Objective
Myofascial trigger points (MTrPs) are focal disruptions in skeletal muscle that
can refer pain to the head and reproduce the pain patterns of tension-type headache
(TTH). The present study applied massage focused on MTrPs of subjects with TTH in a
placebo-controlled, clinical trial to assess efficacy on reducing headache pain.
Methods
Fifty-six subjects with TTH were randomized to receive 12 massage or placebo
(detuned ultrasound) sessions over six weeks, or to wait-list. Trigger point release
(TPR) massage focused on MTrPs in cervical musculature. Headache pain (frequency,
intensity and duration) was recorded in a daily headache diary. Additional outcome
measures included self-report of perceived clinical change in headache pain and
pressure-pain threshold (PPT) at MTrPs in the upper trapezius and sub-occipital
muscles.
Results
From diary recordings, group differences across time were detected in headache
frequency (p=0.026), but not for intensity or duration. Post hoc analysis
indicated headache frequency decreased from baseline for both massage (p<0.0003)

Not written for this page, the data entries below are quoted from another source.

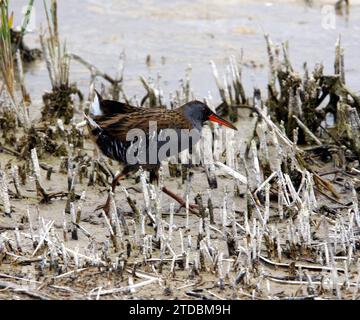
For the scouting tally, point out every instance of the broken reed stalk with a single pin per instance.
(58, 103)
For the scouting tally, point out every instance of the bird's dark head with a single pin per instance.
(198, 113)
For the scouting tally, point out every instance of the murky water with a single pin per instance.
(178, 33)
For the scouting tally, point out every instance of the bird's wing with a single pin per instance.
(118, 126)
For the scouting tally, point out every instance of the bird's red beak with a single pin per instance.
(221, 121)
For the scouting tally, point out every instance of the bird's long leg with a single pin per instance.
(116, 179)
(181, 201)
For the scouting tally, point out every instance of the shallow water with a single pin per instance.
(179, 33)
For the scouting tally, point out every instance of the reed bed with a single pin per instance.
(277, 213)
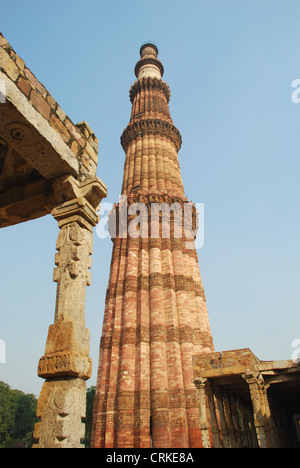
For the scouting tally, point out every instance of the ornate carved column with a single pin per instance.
(259, 403)
(204, 423)
(66, 364)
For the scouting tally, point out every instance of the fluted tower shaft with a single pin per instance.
(155, 317)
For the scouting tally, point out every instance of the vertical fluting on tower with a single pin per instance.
(155, 317)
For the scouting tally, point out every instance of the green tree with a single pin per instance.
(6, 421)
(17, 417)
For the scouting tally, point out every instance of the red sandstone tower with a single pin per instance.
(155, 317)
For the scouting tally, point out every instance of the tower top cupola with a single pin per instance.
(149, 65)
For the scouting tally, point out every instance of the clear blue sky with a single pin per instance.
(230, 65)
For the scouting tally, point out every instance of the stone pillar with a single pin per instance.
(66, 364)
(214, 423)
(259, 403)
(204, 423)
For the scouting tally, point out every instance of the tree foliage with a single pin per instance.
(17, 417)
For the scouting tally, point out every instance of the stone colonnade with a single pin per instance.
(232, 420)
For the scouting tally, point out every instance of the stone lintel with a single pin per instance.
(30, 134)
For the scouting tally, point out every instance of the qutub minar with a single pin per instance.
(160, 382)
(155, 317)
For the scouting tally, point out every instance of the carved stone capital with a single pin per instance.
(65, 364)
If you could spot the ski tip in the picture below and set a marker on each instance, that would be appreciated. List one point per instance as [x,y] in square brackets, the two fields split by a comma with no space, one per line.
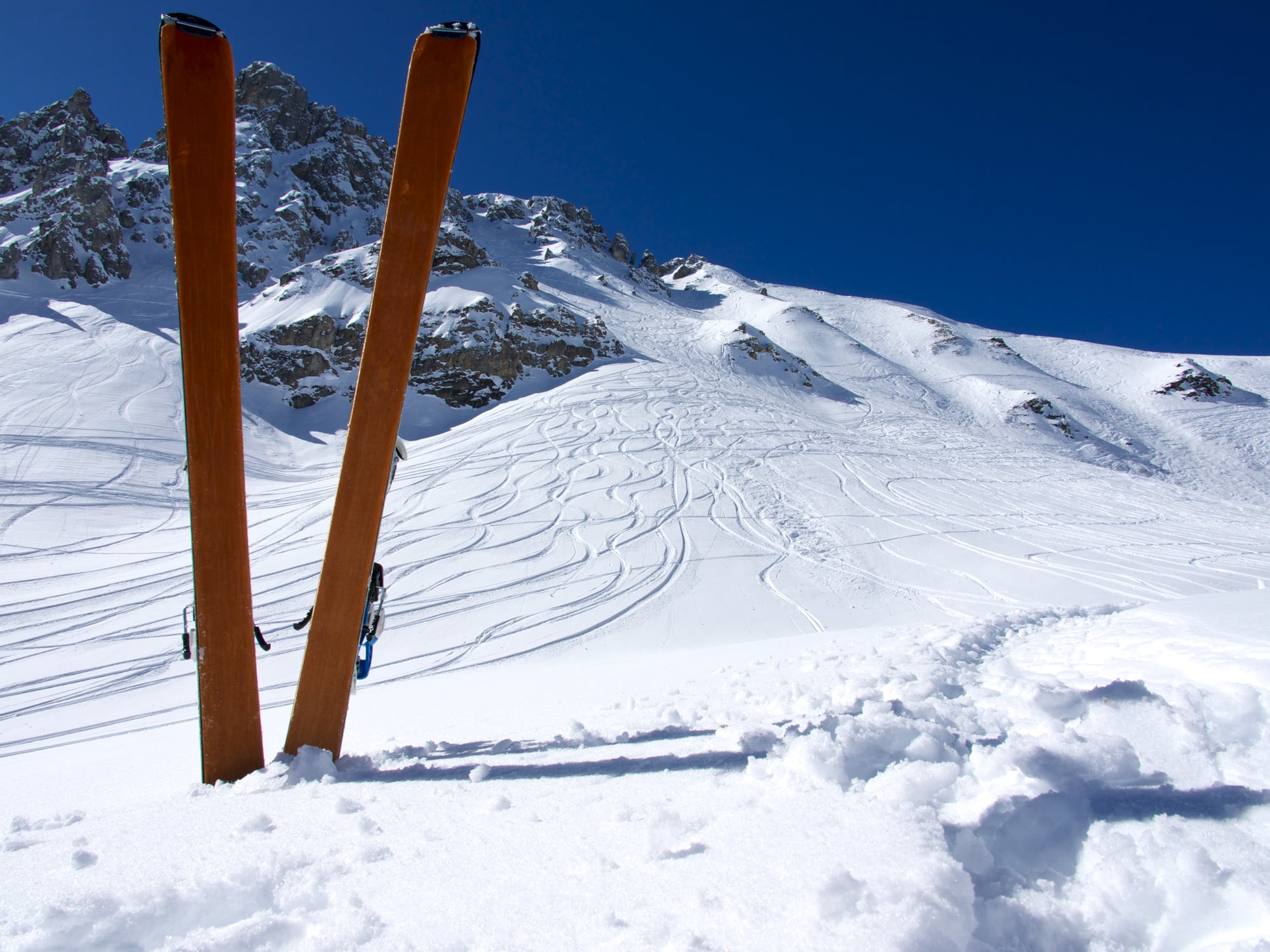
[189,23]
[456,29]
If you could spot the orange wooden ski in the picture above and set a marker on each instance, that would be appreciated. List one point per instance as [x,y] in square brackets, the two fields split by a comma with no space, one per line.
[198,109]
[436,95]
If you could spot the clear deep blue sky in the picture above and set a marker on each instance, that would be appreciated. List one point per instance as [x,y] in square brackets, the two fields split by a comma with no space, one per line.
[1095,170]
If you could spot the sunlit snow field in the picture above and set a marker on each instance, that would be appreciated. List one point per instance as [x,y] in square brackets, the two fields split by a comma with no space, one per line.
[682,654]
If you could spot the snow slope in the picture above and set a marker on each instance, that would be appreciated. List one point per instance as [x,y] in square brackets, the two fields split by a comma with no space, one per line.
[795,627]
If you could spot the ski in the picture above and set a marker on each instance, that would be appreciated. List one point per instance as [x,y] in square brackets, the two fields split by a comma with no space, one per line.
[436,97]
[197,70]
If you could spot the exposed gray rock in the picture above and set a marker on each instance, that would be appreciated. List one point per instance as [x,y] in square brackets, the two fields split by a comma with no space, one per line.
[1196,382]
[553,218]
[620,249]
[680,268]
[757,345]
[62,155]
[310,175]
[1053,415]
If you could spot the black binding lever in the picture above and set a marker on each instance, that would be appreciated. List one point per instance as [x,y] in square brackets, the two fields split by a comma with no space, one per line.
[189,23]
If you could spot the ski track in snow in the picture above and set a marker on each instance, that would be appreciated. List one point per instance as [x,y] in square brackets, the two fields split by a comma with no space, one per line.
[811,633]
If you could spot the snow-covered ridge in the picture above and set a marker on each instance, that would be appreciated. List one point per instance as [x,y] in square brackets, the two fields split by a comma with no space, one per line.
[790,621]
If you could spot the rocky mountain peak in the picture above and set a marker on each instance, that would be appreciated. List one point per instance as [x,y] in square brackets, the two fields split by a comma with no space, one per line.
[62,155]
[280,105]
[64,137]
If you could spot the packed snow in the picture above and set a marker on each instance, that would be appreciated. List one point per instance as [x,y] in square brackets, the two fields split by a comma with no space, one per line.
[813,622]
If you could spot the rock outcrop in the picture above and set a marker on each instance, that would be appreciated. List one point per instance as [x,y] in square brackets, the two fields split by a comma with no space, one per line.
[62,221]
[1194,382]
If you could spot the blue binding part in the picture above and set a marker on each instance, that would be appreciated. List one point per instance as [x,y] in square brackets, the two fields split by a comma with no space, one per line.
[363,664]
[371,621]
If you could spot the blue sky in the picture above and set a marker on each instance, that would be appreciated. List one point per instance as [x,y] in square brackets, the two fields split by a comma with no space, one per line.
[1095,170]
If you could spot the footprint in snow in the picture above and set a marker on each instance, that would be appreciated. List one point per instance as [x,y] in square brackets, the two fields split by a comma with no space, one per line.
[81,859]
[258,824]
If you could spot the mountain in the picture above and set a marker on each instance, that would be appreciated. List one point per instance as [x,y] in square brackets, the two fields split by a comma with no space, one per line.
[723,613]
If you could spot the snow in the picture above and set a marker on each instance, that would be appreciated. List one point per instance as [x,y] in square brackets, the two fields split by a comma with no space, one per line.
[681,654]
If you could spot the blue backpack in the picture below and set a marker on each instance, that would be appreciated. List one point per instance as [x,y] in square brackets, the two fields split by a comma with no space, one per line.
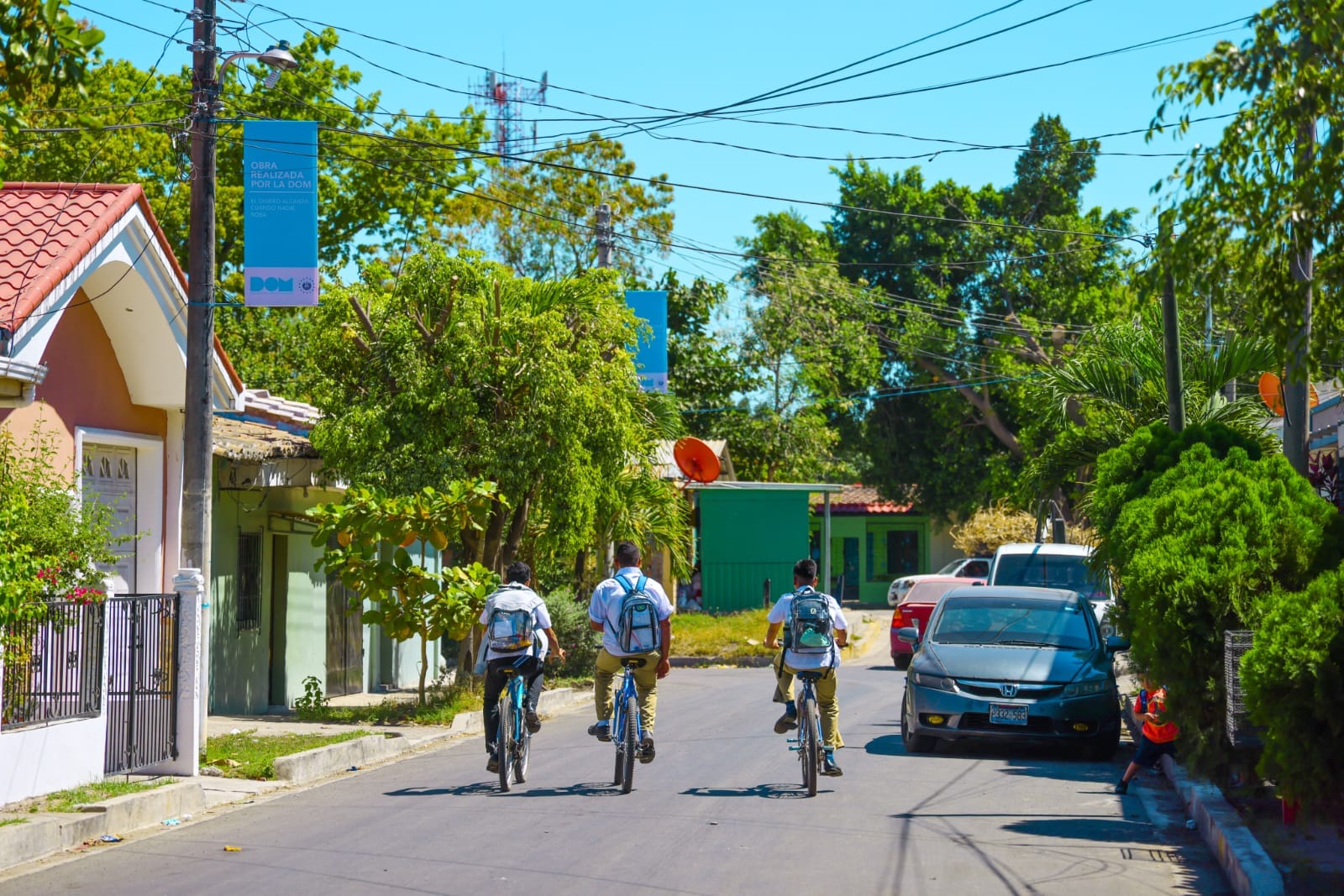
[638,622]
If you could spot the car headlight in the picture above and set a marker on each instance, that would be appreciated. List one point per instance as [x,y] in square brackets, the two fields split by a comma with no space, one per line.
[1085,688]
[937,683]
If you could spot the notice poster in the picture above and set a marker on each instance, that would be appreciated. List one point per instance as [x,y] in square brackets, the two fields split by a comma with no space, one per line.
[280,212]
[651,355]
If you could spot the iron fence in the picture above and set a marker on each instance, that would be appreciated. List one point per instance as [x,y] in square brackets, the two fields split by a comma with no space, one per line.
[53,665]
[141,681]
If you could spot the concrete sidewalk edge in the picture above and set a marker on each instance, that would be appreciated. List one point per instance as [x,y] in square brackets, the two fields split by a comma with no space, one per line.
[1243,862]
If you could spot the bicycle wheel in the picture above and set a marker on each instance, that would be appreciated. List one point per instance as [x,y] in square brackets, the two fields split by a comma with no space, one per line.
[504,741]
[632,725]
[808,747]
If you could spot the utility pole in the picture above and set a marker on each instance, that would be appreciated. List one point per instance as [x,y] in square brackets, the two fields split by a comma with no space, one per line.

and placebo (p=0.013), but no difference was detected between massage and
placebo. Subject report of perceived clinical change was a greater reduction in headache
pain for massage than placebo or wait-list groups (p=0.002). PPT improved in all
muscles tested for massage only (all p's<0.002).
Discussion
Two findings from this study are apparent: 1) MTrPs are important components in
the treatment of TTH, and 2) TTH, like other chronic conditions, is responsive to
placebo. Clinical trials on headache that do not include a placebo group are at risk for
overestimating the specific contribution from the active intervention.